18:25-18:50 Optimal terminal dimensionality reduction in Euclidean space
Jelani Nelson
The Johnson-Lindenstrauss lemma states that for any X ⊂ ℝd with |X| = n and for any ε, there exists a map f:X → ℝm for m = O(log n / ε2) such that: for all x ∈ X, for all y ∈ X, (1-ε) |x - y|2 ≤ |f(x) - f(y)|2 \leq (1+ε) |x - y|2. We show that this statement can be strengthened. In particular, the above claim holds true even if "for all y ∈ X" is replaced with "for all y ∈ ℝd ".
Joint work with Shyam Narayanan.
18:50-19:15 Generalized Metric Repair
Ben Raichel
Many modern data analysis algorithms either assume or are considerably more efficient if the distances between the data points satisfy a metric. However, as real data sets are noisy, they often do not possess this fundamental property. To address this issue, here we consider the generalized metric repair problem (GMR). Given a positively weighted connected graph, G, call a cycle in G broken if it contains an edge whose weight is greater than the sum of the weights of the other edges in the cycle. In GMR the goal is to modify as few edge weights as possible such that no broken cycles remain. We argue any hitting set of the broken cycles determines a solution, leading to both hardness and approximation results. Specifically, we give 1) an approximation preserving reduction from MULTICUT, 2) for any constant c a fixed parameter tractable algorithm for c-chordal graphs, and 3) approximations parameterized on measures of how badly the cycles are broken. Moreover, when the graph G is a complete graph, we give an O(OPT1/3) approximation, where OPT is the optimal solution size.
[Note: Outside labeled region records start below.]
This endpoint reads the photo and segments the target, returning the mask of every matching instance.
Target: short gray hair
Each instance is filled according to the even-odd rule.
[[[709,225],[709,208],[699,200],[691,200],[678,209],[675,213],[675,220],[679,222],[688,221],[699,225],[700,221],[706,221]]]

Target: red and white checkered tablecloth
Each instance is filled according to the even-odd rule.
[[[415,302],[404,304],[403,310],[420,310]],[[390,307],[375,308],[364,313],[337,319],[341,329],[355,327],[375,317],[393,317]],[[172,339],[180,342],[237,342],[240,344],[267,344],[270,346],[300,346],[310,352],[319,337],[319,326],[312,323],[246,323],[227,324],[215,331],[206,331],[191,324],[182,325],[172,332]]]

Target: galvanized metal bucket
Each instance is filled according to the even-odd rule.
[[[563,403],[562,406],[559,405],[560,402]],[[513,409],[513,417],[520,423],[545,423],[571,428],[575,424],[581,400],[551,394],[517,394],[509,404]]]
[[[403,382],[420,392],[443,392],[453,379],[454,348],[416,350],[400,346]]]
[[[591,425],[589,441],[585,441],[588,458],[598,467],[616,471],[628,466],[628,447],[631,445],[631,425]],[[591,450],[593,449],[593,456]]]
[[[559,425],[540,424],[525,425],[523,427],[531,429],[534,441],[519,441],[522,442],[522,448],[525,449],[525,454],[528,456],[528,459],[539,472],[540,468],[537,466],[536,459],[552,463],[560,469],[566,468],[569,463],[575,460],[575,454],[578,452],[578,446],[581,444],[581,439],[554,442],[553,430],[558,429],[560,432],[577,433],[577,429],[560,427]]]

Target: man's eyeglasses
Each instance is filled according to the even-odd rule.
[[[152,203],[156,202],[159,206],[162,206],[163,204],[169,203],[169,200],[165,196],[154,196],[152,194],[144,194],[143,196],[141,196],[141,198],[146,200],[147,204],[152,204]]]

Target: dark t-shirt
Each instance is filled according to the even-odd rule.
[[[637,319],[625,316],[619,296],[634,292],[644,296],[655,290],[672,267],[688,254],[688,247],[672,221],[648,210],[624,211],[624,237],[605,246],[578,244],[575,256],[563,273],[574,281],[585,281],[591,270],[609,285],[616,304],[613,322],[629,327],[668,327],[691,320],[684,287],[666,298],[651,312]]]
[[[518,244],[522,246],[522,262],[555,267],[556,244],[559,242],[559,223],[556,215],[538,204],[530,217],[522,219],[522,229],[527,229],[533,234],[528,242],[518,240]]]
19:15-19:40 On metric embeddings, shortest path decompositions and face cover of planar graphs
Arnold Filtser
We will discuss the problem of low distortion embeddings of shortest-path metrics of weighted graphs into ℓ₁. Shortest path decomposition (SPD) is a hierarchical partition of a graph using shortest paths. Every (weighted) path graph has an SPD of depth 1. A graph G has an SPD of depth k if after removing some shortest path P, every connected component in G ∖ P has an SPD of depth k-1. We present a novel metric embedding technique based on SPD. We will show that any graph with SPD of depth k, can be embedded into ℓ₁ with distortion O(√{k}). Afterwards, we will show how to use this result in order to embed a planar graph with γ faces into ℓ₁ with distortion O(√{log γ}). We will also discuss implications to the sparsest cut problem.